Mısır'ın “Filistinlilerin yerinden edilmesi önerisini” reddetmesi ABD ile ilişkileri etkiler mi?

Kahire, Trump'ın Mısır’ın Filistinlileri ağırlaması önerisinin ardından onların toprakları üzerindeki haklarını desteklediğini bir kez daha yineledi

Mısır Cumhurbaşkanı Sisi ve ABD Başkanı Trump, 2018 yılında BM toplantılarının oturum aralarında bir araya geldiklerinde (Mısır Cumhurbaşkanlığı)
Mısır Cumhurbaşkanı Sisi ve ABD Başkanı Trump, 2018 yılında BM toplantılarının oturum aralarında bir araya geldiklerinde (Mısır Cumhurbaşkanlığı)
TT

Mısır'ın “Filistinlilerin yerinden edilmesi önerisini” reddetmesi ABD ile ilişkileri etkiler mi?

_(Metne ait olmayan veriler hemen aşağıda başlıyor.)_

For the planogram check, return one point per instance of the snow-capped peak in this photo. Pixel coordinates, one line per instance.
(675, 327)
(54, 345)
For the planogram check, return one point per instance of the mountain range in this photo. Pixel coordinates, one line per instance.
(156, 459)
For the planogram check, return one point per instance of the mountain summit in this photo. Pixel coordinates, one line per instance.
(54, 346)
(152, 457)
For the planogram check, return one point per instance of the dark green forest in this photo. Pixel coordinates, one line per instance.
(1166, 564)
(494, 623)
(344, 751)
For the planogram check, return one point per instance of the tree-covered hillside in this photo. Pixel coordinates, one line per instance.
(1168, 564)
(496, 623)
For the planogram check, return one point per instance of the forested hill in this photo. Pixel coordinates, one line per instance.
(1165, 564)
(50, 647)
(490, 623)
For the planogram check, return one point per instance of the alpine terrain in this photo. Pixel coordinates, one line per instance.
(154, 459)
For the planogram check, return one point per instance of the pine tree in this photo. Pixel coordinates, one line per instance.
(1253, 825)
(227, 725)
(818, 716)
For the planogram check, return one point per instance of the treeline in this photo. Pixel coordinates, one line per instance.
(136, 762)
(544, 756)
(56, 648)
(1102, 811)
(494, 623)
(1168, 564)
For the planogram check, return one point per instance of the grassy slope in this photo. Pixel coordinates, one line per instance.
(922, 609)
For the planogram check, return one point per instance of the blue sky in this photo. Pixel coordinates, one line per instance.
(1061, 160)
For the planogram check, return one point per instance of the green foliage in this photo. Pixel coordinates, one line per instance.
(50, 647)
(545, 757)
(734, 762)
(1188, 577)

Mısır Cumhurbaşkanı Sisi ve ABD Başkanı Trump, 2018 yılında BM toplantılarının oturum aralarında bir araya geldiklerinde (Mısır Cumhurbaşkanlığı)
Mısır Cumhurbaşkanı Sisi ve ABD Başkanı Trump, 2018 yılında BM toplantılarının oturum aralarında bir araya geldiklerinde (Mısır Cumhurbaşkanlığı)

ABD Başkanı Donald Trump'ın Filistinlilerin yerlerinden edilmesi ve Gazzelilerin Mısır ve Ürdün'e gitmesi önerisine Mısır'dan hem resmi hem de halk düzeyinden verilen tepkiler, Kahire'nin Washington'la ilişkilerinin geleceğine dair soru işaretleri yarattı.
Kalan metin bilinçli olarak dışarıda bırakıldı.